Pre-concentration time: The peak height increased with the pre-concentration time firstly, but reached stable after pre-concentration at 0.40 V for 120 sec if the concentration less than 80 mg L-1, so pre-concentration for 120 sec and quite for 10 sec were selected in all these experiments.
Effects of interfering species: The effects of several types of interfering species on the determination of 5.0 mg L-1 fluvastatin sodium were examined. The relative error range was below ±5% in the presence of 1000 fold sodium chloride, ammonium chloride, oxalic acid, citrate acid, tartaric acid, glucose, starch, or 100 fold histidine, glycine, glutamic acid, proline and 50 foldmethionine, tryptophan.

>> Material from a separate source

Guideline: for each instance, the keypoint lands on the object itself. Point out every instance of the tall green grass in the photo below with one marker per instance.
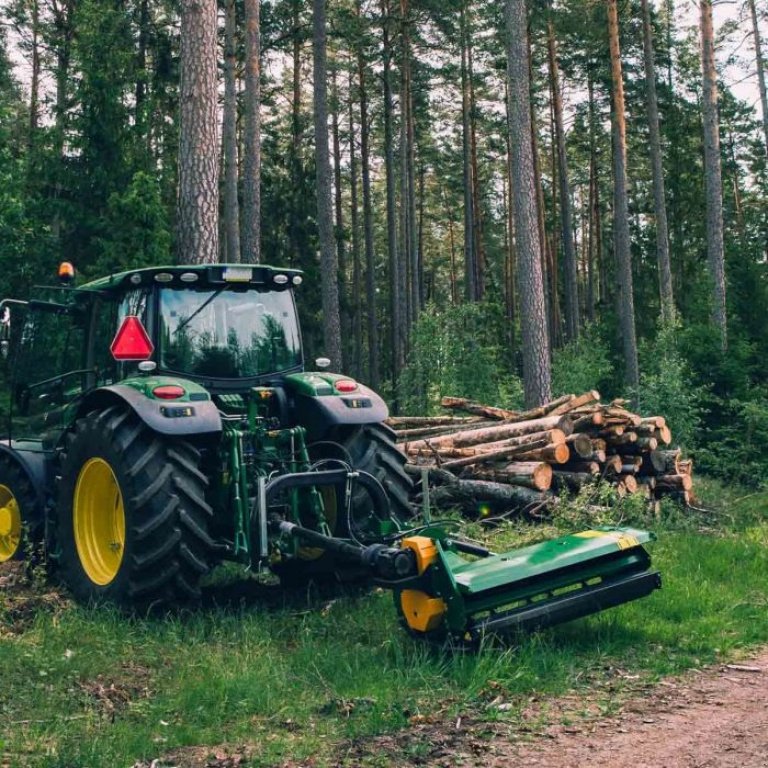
(293, 678)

Fig. 2: | Differential pulse voltammograms of fluvastatin sodium. 1) 0.1 mol L-1 HAc-NaAc (pH5.10), 2) 6.0 mg L-1 fluvastatin sodium +0.1 mol L-1 HAc-NaAc (pH5.10) and 3) 10.0 mg L-1 fluvastatin sodium +0.1 mol L-1 HAc-NaAc (pH5.10) |
Fig. 3: | Cyclic voltammogram of fluvastatin sodium, 10.0 mg L-1 fluvastatin sodium +0.1 mol L-1 HAc-NaAc (pH5.10), 1) first scan, 2) sec scan and 3) third scan |
Mechanism of the electrochemical reaction
Repetitive cyclic voltammetry: The typical repetitive cyclic voltammetric curves were shown in Fig. 3. An oxidation peak was observed in ~+0.71 V and the oxidation peak in the first scan after an accumulation time of 120 sec which was much longer than in the second scan. No peak was observed in the catholic branch, indicating irreversibility of the oxidation.

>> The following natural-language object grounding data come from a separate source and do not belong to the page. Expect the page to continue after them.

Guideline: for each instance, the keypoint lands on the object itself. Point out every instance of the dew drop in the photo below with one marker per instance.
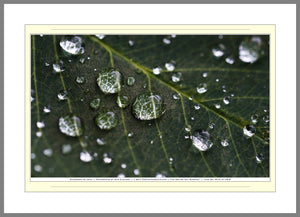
(95, 103)
(72, 45)
(106, 120)
(86, 157)
(109, 81)
(148, 106)
(130, 81)
(70, 126)
(48, 152)
(202, 88)
(157, 70)
(176, 77)
(201, 140)
(66, 148)
(249, 130)
(122, 101)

Effect of the deposition time: The effect of the deposition time on the oxidation peak height of linear scan voltammetry was examined. The peak height increased with the adsorption time in the form of the adsorption isotherm. At relatively longer adsorption times, an equilibrium surface concentration was reached and the peak height became almost constant. Pre-concentration time of 120 sec the peak height, which varied linearly with concentration of the investigated compound, showed the process was diffusion controlled (Zhen and Hongyan, 1997).

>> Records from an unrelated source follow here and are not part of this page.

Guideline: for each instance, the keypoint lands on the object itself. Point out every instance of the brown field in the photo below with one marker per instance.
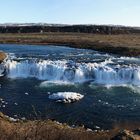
(2, 56)
(125, 44)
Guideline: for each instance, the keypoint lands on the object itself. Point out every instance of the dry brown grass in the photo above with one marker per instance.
(2, 56)
(126, 44)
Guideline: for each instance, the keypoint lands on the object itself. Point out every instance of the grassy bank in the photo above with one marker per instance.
(128, 44)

The utility of electrochemical analysis method using glass carbon electrode as working electrode for the determination of fluvastatin sodium was reported for the first time. In the medium of HAc-NaAc buffer solution (pH5.10), a sensitive differential pulse voltammetric peak of fluvastatin sodium at glass carbon electrode at about +0.64 V (vs Ag/AgCl) is found. There is a good linear relationship between the peak current and the concentration of fluvastatin sodium in the range of 2.0~40 mg L-1. The detection limit of the method is 0.24 mg L-1. The electrochemical analysis method described here enables simple and rapid determination of fluvastatin sodium in real samples. The concentration of fluvastatin sodium in capsules has been determined with good results by this method.